Du poste de Gouré. — Horizon ouest.
Koutous. — Le Koutous est essentiellement un plateau gréseux dont les dimensions n’excèdent pas une cinquantaine de kilomètres ; son altitude s’abaisse progressivement de l’ouest vers l’est. Auprès de Guesket, la cote du plateau est voisine de 650 ; elle n’est plus que de 500 mètres à Guirbo ; plus à l’est, le Koutous disparaît sous l’erg. Quelques vallées pour la plupart ensablées, presque des cañons, entaillent profondément le plateau et en font une chebka ; vers l’ouest leur sol se raccorde avec celui de la haute plaine voisine et contiguë du Tegama. Les flancs de ces vallées sont toujours envahis par le sable qui, vers l’ouest, à Guesket, masque à peine le pied de la falaise ; à mesure que l’on s’avance vers l’est, on voit le sable arriver à mi-hauteur, comme à Kellé, et enfin au sommet du plateau comme à Guirbo ; la distance verticale entre le sommet de la falaise et l’orifice des puits met bien ce fait en évidence : cette distance est de 120 mètres à Guesket, de 60 à Laraba et de 20 seulement à Guirbo ([Planche de coupes] hors texte, coupe VI).

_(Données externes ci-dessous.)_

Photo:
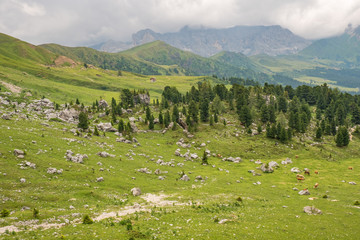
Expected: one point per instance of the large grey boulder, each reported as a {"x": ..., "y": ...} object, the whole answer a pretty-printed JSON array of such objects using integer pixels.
[
  {"x": 295, "y": 170},
  {"x": 136, "y": 191},
  {"x": 106, "y": 127},
  {"x": 273, "y": 164},
  {"x": 185, "y": 178},
  {"x": 103, "y": 104},
  {"x": 304, "y": 192}
]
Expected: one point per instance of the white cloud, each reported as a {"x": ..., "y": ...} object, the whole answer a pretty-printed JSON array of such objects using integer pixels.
[{"x": 84, "y": 22}]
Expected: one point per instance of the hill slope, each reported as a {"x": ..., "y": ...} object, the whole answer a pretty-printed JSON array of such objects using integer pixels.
[{"x": 344, "y": 48}]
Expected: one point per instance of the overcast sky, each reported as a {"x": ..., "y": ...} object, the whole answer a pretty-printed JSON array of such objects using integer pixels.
[{"x": 85, "y": 22}]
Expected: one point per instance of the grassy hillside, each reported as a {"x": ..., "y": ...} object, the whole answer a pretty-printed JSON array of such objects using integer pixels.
[
  {"x": 32, "y": 69},
  {"x": 345, "y": 48},
  {"x": 226, "y": 201}
]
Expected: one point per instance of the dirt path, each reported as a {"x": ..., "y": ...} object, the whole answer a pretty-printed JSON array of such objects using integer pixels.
[
  {"x": 11, "y": 87},
  {"x": 151, "y": 199}
]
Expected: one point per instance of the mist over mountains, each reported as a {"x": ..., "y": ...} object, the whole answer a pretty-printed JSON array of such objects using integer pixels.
[{"x": 206, "y": 42}]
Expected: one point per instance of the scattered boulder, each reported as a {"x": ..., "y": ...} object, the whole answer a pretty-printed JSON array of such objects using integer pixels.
[
  {"x": 105, "y": 154},
  {"x": 295, "y": 170},
  {"x": 19, "y": 153},
  {"x": 304, "y": 192},
  {"x": 136, "y": 191},
  {"x": 185, "y": 178},
  {"x": 54, "y": 171},
  {"x": 273, "y": 164},
  {"x": 103, "y": 104},
  {"x": 311, "y": 210},
  {"x": 5, "y": 117},
  {"x": 265, "y": 167},
  {"x": 78, "y": 158},
  {"x": 144, "y": 170},
  {"x": 106, "y": 127},
  {"x": 100, "y": 179},
  {"x": 286, "y": 161}
]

Les puits, creusés dans les grès du Tegama, sont très profonds surtout vers l’ouest. Sur une carte manuscrite que j’ai pu consulter à Gouré, le lieutenant Paquette donne les chiffres suivants :
| Bilakora | 70 | mètres | Laraba | 58 | mètres. |
| Boultoum | 20 | — | Magadji | 46 | — |
| Dallacori | 54 | — | Malammi | 80 | — |
| Guesket | 65 | — | Marthium | 40 | — |
| Guirbo | 28 | — | Mondoa | 18 | — |
| Kaokilloum | 24 | — | Tiokodda | 60 | — |
| Kellé | 18 | — |
J’ai pu vérifier l’exactitude de quelques-uns de ces nombres[92].
Ces puits ont un diamètre de deux à trois mètres ; tous les matériaux de déblais sont accumulés autour de l’orifice qui se trouve ainsi au milieu d’un monticule haut de quelques mètres ; l’eau en est protégée contre les impuretés ; un coffrage de bois, formé de pieux enfoncés radialement, protège les parties ébouleuses du puits. Pour tirer l’eau, on se sert d’un seau de cuir contenant une quarantaine de litres au moins ; la corde de traction tirée par un bœuf est le plus souvent en cuir et passe sur un tronc d’arbre à peine dégrossi que deux fourches soutiennent à un mètre du sol et qui tient lieu de poulie ; le seau, sorti du puits, est descendu à bras d’homme au pied du monticule de déblais et l’eau est versée dans des auges de bois. L’outre à manche qui se vide toute seule et les canalisations semblent inconnues dans le Koutous.
Fig. 44. — Les plateaux du Koutous. Du village de Kellé.